Estimated time: 65 minutes

By the end of this chapter, you will:

  • Implement Quick Sort using the divide-and-conquer partitioning approach
  • Master different pivot selection strategies (first, last, middle, random, median-of-three)
  • Understand Quick Sort's O(n log n) average case and O(n²) worst case scenarios
  • Learn optimization techniques including tail recursion and hybrid approaches
  • Apply Quick Sort to real-world scenarios and understand why it's often faster than Merge Sort

Prerequisites

Before starting this chapter, ensure you have:

  • ✓ Understanding of recursion (70 mins from Chapter 3 if not done)
  • ✓ Understanding of Big O notation (60 mins from Chapter 1 if not done)
  • ✓ Completion of Chapters 05-06 (115 mins if not done)

Quick Checklist

Complete these hands-on tasks as you work through the chapter:

  • [ ] Implement basic Quick Sort with the partition function
  • [ ] Try different pivot strategies: first element, last element, middle element
  • [ ] Implement median-of-three pivot selection for better performance
  • [ ] Add random pivot selection to avoid worst-case scenarios
  • [ ] Benchmark Quick Sort against Merge Sort on various datasets
  • [ ] Implement hybrid Quick Sort that switches to Insertion Sort for small subarrays
  • [ ] (Optional) Implement three-way partitioning for handling duplicate elements

How Quick Sort Works

Quick Sort uses a divide-and-conquer strategy:

  1. Pick a pivot element from the array
  2. Partition the array so elements smaller than pivot are on the left, larger on the right
  3. Recursively sort the left and right partitions

Key insight: After partitioning, the pivot is in its final sorted position!

Detailed Example with Step-by-Step Partition

Sort [8, 3, 1, 7, 0, 10, 2] using last element as pivot:

Initial Array: [8, 3, 1, 7, 0, 10, 2], pivot = 2

Partition Process:

i = -1 (tracks boundary of smaller elements)

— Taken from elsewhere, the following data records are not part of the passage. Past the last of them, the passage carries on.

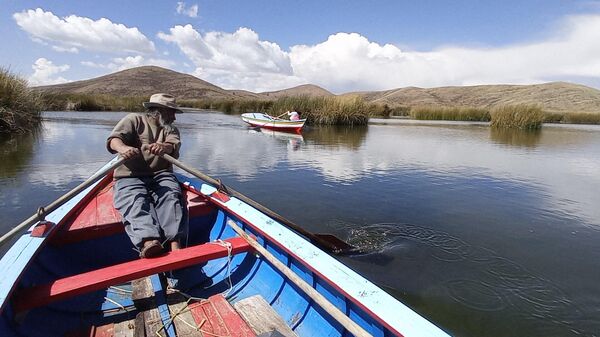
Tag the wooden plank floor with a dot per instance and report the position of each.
(261, 317)
(184, 322)
(148, 321)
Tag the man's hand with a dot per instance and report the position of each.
(125, 151)
(160, 148)
(128, 152)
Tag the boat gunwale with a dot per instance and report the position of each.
(59, 216)
(429, 328)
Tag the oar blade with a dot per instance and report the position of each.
(336, 245)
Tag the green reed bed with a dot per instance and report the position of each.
(228, 106)
(326, 110)
(520, 116)
(572, 118)
(19, 106)
(581, 118)
(90, 102)
(450, 113)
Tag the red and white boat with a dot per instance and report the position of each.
(269, 122)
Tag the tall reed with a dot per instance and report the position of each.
(227, 105)
(520, 116)
(581, 118)
(450, 113)
(19, 106)
(92, 102)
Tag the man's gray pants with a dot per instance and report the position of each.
(152, 208)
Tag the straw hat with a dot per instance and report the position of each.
(162, 101)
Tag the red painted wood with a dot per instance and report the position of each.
(107, 330)
(220, 196)
(102, 278)
(99, 218)
(42, 229)
(219, 318)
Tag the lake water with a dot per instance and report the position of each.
(485, 233)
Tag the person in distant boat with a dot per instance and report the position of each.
(294, 115)
(146, 192)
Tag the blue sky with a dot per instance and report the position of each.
(340, 45)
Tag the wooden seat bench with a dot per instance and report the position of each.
(102, 278)
(100, 219)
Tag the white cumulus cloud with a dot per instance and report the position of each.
(45, 73)
(191, 11)
(83, 33)
(238, 60)
(350, 61)
(122, 63)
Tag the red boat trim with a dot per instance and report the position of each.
(309, 267)
(221, 318)
(102, 278)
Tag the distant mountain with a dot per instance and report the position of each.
(144, 81)
(147, 80)
(553, 97)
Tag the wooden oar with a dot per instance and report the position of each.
(355, 329)
(281, 114)
(60, 201)
(328, 242)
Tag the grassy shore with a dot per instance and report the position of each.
(347, 110)
(19, 106)
(85, 102)
(520, 116)
(450, 114)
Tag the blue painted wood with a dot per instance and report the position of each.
(162, 306)
(362, 301)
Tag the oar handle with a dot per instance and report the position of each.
(312, 237)
(61, 200)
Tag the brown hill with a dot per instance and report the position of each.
(143, 81)
(553, 97)
(146, 80)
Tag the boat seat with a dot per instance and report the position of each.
(100, 218)
(124, 272)
(211, 317)
(262, 318)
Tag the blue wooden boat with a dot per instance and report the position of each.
(75, 274)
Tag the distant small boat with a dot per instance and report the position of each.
(265, 121)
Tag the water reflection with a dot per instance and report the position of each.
(516, 137)
(16, 152)
(338, 136)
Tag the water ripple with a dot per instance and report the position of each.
(497, 284)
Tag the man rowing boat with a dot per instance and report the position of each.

j=0: arr[0]=8, 8 < 2? No → skip
     [8, 3, 1, 7, 0, 10, 2]  i=-1

j=1: arr[1]=3, 3 < 2? No → skip
     [8, 3, 1, 7, 0, 10, 2]  i=-1

j=2: arr[2]=1, 1 < 2? Yes → i++, swap arr[0] with arr[2]
     [1, 3, 8, 7, 0, 10, 2]  i=0

j=3: arr[3]=7, 7 < 2? No → skip
     [1, 3, 8, 7, 0, 10, 2]  i=0

j=4: arr[4]=0, 0 < 2? Yes → i++, swap arr[1] with arr[4]
     [1, 0, 8, 7, 3, 10, 2]  i=1

j=5: arr[5]=10, 10 < 2? No → skip
     [1, 0, 8, 7, 3, 10, 2]  i=1

Place pivot: swap arr[2] with pivot
     [1, 0, 2, 7, 3, 10, 8]  pivot at index 2

Result: All elements < 2 are on left, all > 2 are on right

Recursion:

  • Left: [1, 0] → pivot=0 → [0, 1]
  • Right: [7, 3, 10, 8] → pivot=8 → ... → [3, 7, 8, 10]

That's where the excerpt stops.